As early as the Second Congress, Ilovaiskii began his intellectual rampage against the calling of the Varangians. A fascinating character from Riazan, his teachers noticed his intelligence and persuaded his parents to allow him a classical education. He studied in Moscow with the great historians of the 1840s and ’50s. When in the 1860s Moscow University limited him to teaching general rather than Russian history, he resigned his post. He supported himself writing history and sparking controveries relevant to Great Russian nationalism. This might explain how one of his textbooks enjoyed reprinted 44 editions. His daughter Varvara married another prominent archeologist, Ivan Tsvetaev, who remarried after Varvara’s premature death from tuberculosis. His second wife gave birth to the poetess Marina. Ilovaiskii moved from moderate to radical conservatism after the 1905 Revolution, joining the Union of Russian People.
One of Russia’s foremost geologists, Inostrantsev worked with archeologists in making determinations about the Stone Age in Russia. As a student, he worked originally in chemistry under Dmitrii Mendeleev, but a passion for rocks displaced chemistry and in 1868 be began curating the newly founded Geological Cabinet at the Academy of Sciences.
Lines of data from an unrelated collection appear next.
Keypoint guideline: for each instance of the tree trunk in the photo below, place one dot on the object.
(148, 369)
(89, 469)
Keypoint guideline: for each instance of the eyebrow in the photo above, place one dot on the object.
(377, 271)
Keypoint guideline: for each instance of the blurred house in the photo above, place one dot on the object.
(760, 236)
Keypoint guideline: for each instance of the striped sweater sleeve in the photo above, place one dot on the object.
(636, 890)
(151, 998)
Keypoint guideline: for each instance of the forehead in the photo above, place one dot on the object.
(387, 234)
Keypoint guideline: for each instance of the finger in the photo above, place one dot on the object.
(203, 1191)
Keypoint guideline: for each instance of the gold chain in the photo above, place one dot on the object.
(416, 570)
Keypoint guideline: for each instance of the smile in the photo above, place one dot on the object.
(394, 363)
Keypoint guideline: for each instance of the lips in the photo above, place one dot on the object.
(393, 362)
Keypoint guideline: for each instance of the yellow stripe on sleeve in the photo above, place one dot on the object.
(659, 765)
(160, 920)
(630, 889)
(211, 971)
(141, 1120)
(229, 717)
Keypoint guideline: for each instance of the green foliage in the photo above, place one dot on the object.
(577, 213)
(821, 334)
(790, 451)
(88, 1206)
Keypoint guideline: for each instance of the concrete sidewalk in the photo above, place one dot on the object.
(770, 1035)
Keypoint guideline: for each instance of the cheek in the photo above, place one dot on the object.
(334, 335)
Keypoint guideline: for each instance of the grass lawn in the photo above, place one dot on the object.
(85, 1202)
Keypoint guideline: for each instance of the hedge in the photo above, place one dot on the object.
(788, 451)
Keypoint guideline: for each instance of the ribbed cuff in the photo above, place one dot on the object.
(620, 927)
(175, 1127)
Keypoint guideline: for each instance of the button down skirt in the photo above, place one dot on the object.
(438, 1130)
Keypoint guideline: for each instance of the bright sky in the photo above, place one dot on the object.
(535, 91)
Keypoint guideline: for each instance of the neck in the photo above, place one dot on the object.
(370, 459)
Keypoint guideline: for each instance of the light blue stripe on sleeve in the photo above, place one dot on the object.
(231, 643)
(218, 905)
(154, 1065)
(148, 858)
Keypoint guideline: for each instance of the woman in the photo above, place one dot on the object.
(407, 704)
In 1869 he defended his dissertation on his geological research in northern Russia, where he had uncovered numerous skulls around Lake Ladoga, which he turned over to anthropologists, who overlapped with archeologists in the Stone Age in particular. With A. P. Bogdanov, Inostrantsev helped to found the Society of Lovers of Natural Science, Anthropology and Geography. Bogdanov’s foremost mentee and activist in the IMAO Dmitrii Anuchin discovered the bones of domesticated dogs at Ladoga and named them canis inostrantsev. Inostrantsev merits mention as an archeologist because of his work in helping to decipher the prehistory of civilization.
A medical doctor, Lev Ivanovskii taught anatomy to the female students in the Military Surgical Academy, and also served both St. Petersburg and Warsaw. He excavated in several kurgans in European Russia, but his major contribution was to write “Instructions for the Descriptions of all Forms of Excavations,” which he presented at the 3rd Congress in Kiev, in 1874. He worked at St. Petersburg Medical Academy.
Bogdanov measured skulls. He did not so much as participate in excavations himself as take the measurements of the skeletons that others sent to him, and tried to define the contours of race and ethnicity. Bogdanov provided the inspiration for and organization of the Russian Ethnographic Exhibition of 1867. Moreover, he mentored Dmitrii Anuchin, Russia’s principal ethnographer-archeologist.